Bahçeli, Türkiye’nin doğuran partilere, transfer çarşısında müzayedeye çıkan milletvekillerine değil siyasi etik ve ilkeli duruş ve tutumlara ihtiyacı olduğunu belirtti.
“Memleket Masası”na kimlerin oturacağının veya oturmak isteyeceğinin partilerinin meselesi olmadığını bildiren Bahçeli, açıklamasını şöyle sürdürdü:
“Malum ve köhne siyasi partilerin yanı sıra kaleminden nefret damlayan yazar-çizer takımından, mesela Taha Akyol gibilerinin de derhal masa etrafında birikim ve tecrübeleriyle yerlerini almaları isabetli bir tercih olacaktır. Yeni bir siyasi aşı bularak ihaneti tedavi etmek için kuyruğa girenlerin Türk milleti nazarında hiçbir inandırıcılığı kalmamıştır. Bunların gayretleri beyhude, hevesleri boşunadır.”

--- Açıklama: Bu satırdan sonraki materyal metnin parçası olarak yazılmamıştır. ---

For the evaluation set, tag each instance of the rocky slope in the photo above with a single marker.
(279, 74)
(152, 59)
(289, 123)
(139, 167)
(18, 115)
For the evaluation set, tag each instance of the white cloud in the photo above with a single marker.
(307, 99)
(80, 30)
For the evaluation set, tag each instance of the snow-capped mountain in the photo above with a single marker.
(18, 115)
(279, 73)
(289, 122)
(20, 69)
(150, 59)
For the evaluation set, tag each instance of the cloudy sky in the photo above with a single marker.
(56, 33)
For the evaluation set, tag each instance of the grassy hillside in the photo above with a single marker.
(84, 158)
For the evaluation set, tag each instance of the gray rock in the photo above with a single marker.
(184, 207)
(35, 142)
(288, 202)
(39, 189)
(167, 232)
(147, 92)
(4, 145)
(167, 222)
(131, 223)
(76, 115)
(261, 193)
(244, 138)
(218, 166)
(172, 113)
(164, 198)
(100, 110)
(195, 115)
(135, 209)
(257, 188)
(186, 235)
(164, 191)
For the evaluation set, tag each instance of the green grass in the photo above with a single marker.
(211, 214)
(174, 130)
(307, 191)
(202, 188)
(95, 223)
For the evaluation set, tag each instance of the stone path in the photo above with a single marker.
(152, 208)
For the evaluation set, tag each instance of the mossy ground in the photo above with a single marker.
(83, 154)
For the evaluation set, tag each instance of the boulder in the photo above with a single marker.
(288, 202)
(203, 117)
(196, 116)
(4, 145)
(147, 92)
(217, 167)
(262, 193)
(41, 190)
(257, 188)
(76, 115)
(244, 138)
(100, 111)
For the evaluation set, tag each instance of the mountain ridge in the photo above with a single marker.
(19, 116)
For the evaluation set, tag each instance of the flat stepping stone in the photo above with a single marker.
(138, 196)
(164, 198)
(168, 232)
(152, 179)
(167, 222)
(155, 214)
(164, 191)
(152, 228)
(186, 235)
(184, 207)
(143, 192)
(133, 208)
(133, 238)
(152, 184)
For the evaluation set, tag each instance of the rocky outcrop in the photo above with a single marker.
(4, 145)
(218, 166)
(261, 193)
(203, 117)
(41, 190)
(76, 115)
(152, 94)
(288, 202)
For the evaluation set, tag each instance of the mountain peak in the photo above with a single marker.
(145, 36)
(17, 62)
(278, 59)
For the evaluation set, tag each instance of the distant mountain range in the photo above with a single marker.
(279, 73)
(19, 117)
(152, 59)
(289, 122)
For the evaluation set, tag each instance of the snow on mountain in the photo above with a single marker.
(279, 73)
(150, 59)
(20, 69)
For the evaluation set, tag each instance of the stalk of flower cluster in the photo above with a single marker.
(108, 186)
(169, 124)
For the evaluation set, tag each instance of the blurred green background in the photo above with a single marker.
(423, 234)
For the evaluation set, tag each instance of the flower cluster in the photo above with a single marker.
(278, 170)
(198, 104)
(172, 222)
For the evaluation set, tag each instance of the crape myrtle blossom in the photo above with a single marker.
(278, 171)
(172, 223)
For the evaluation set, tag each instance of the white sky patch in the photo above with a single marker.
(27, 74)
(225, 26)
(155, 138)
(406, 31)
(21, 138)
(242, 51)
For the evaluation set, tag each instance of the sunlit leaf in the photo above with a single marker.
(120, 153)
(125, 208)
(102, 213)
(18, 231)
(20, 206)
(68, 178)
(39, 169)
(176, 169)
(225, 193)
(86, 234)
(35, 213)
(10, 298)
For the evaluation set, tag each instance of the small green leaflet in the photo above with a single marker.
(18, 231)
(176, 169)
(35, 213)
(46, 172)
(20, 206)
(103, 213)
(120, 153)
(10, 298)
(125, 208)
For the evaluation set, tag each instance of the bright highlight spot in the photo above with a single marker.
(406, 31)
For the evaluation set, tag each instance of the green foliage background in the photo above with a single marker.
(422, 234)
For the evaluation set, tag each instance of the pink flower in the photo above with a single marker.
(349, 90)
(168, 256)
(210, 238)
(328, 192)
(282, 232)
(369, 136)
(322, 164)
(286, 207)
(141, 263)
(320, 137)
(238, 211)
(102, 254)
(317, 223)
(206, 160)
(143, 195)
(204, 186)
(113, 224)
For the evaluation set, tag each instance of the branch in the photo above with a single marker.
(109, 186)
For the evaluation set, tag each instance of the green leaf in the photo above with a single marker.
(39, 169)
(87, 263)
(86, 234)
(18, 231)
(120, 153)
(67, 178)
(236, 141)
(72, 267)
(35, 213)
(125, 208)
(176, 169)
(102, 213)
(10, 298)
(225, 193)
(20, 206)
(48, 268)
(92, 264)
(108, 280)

Bahçeli, Cumhur İttifakı’nın kumpası ve kuşatmayı bozguna uğratacağını, bu ittifakın gücüne güç katarak devam etmesi kararlılığında olduklarını vurgulayarak, şunları kaydetti:
“Hiçbir odak Türkiye’nin yükseliş ümitlerini, büyüme ve güçlenme emellerini sekteye uğratamayacaktır. Terör örgütlerinin derin gırtlağı, densiz dimağı olanların kaybetmeleri mukadderdir. Milliyetçi Hareket Partisi siyasetteki kirlenmenin bilincindedir. Türkiye sevdasından azade olmuş zillet ittifakının nasıl bir sapma ve savrulma yaşadığını görmekte ve bunun da Türk siyasetinin aleyhine bir durum olduğunu bilmektedir.”
6 maddelik öneri
Türkiye’nin ve siyasi hayatının üzerindeki kabus bulutlarının dağıtılması için önerilerde bulunan Bahçeli, önerilerini 6 başlıkta şöyle sıraladı:
“Siyasi Partiler Kanunu hemen değiştirilmelidir. Seçim Kanunu’nda düzenlemeler yapılmalıdır. TBMM İç Tüzüğü mutlaka yeni baştan gözden geçirilmeli, yeniden yazılmalıdır. Milletvekili dokunulmazlığıyla ilgili beklentiler karşılanmalıdır. Siyasi Etik Kanunu çıkarılmalıdır. Kamu kurumu niteliğindeki mesleki kuruluşlarla ilgili kanuni düzenlemeler süratle gerçekleştirilmelidir.”
“Türkiye masalarda yemek menüsü olamayacaktır”
MHP’nin Türk milletinin tavizsiz ve yılmaz savunucu olduğunu belirten Bahçeli, açıklamasında şu ifadelere yer verdi:
“Milliyetçi Hareket Partisinin sevdası Türklük ve Türkiye’dir. Ekseni kaymış siyasi partilerin Türkiye’yi uçuruma çekme hazırlığına müsaade edilmeyecek, CHP-İP-HDP-FETÖ-PKK, bunlara rağbet ve refakat eden diğer güdümlü siyasi defolar Cumhur İttifakı’nın kutlu iradesini ve istiklal mücadelesini kesinlikle aşamayacaklardır. Ne istiyorsak Türk milletinin tarihi çıkarı ve yararı içindir. Neyi diyorsak onu yaparız, neye tavır almışsak sakatlığın ve sancının adresi orasıdır. Türkiye masalarda yemek menüsü olamayacaktır. Buna teşebbüs edenler ise tarih ve millet nezdinde işbirlikçi siyasetlerinin çetin sonuçlarına mutlaka katlanacaklardır.”